Manjari Mahajan’s research interests include science and technology studies, public health, law, and humanitarian emergencies. In particular, she is interested in the politics of knowledge that underlie shifts in the conceptualization of public health. Her dissertation work focused on the politics and sociology of the AIDS epidemics in India and South Africa. She earned her doctorate from the Department of Science and Technology Studies at Cornell University in June 2008, and holds a Masters from the Science Policy Research Institute (SPRU) at Sussex University, and a B.A. from Harvard University.

2008

Noa Vaisman, a Postdoctoral Lecturer in the Human Rights Program at the University of Chicago spent almost a month (November-December 2008) with the LOST group where she was exploring avenues for a new research topic. The project she is developing centers on the complicated relations between conceptions of the body and the psyche in sites of pharmaceutical drug trials in South Africa. Specifically, how do pharmaceutical companies and their representatives negotiate and articulate different and sometimes contradicting understandings of the relations between the body and the psyche in test trials of psychiatric medicine. What conceptions of the psyche and its “functioning” are embedded in these test trials and how are they negotiated and reshaped in and through the interchange with local explanations and treatment of different states of the psyche. Dr. Vaisman also participated in the theory reading group discussions and was a commentator in the bi-weekly research colloquium of Prof. Rottenburg.

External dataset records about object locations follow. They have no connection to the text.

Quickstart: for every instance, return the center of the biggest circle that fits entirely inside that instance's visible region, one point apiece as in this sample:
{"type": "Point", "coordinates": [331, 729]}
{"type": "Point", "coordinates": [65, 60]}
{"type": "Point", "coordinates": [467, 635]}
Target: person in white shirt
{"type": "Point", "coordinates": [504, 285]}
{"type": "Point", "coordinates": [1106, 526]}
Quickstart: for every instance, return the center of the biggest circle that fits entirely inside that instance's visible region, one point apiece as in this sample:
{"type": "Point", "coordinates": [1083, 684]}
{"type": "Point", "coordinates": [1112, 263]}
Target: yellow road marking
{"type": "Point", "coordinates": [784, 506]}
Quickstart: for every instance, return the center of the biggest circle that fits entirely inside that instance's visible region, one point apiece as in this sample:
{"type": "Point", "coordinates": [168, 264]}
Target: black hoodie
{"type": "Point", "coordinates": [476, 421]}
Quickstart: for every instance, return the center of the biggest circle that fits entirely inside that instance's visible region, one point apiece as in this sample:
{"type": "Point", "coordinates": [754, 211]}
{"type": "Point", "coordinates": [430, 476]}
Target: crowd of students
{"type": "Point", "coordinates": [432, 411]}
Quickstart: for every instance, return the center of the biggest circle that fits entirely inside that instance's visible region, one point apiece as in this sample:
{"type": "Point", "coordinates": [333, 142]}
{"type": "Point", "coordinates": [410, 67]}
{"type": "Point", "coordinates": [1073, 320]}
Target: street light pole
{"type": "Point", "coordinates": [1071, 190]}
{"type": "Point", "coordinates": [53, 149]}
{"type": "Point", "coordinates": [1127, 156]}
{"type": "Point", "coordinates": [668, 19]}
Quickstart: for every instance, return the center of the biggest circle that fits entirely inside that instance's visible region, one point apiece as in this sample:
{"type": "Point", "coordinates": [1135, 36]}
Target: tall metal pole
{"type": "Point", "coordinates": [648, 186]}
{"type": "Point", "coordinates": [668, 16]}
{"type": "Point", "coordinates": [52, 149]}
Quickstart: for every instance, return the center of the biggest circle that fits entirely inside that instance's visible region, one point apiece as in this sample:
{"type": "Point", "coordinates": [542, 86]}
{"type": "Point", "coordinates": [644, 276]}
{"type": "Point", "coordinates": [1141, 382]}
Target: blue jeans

Sheila Jasanoff, from the John F. Kennedy School of Government, Harvard University gave a lecture on “Making Objectivity in Regulatory Science: Sites and Practices” (18th June 2008).

2007

Susan Reynolds Whyte from the Department of Anthropology, University of Copenhagen gave a lecture on “Revealing the Hidden: HIV testing and divination compared” (3rd July 2007).

Steven Robins from the Department of Sociology & Social Anthropology, University of Stellenbosch gave a lecture on “From ‘Rights’ to ‘Ritual’: AIDS activism in South Africa” (13th June 2007). He was a DAAD guest professor at the MLU on the initiative of the LOST Group for the summer semester April to July 2007.

Lauren Muller from the University of Stellenbosch spent 4 months (April to July 2007) to work on a journal article and doctoral chapters on the role of technology and discourse to produce the emergent field of global mental health.

Jessica Mesman from the Department of Technology & Society Studies, University of Maastricht was invited to join a workshop on Science and Technology Studies (7th June 2007).

Viola Hörbst from the Department of Social Anthropology, University of Munich was invited to join a workshop on Science and Technology Studies (7th June 2007).

2004

Sheila Jasanoff from the John F. Kennedy School of Government, Harvard University gave a lecture on “Biotechnology and Empire: Reflections on science and political culture” (6th July 2004).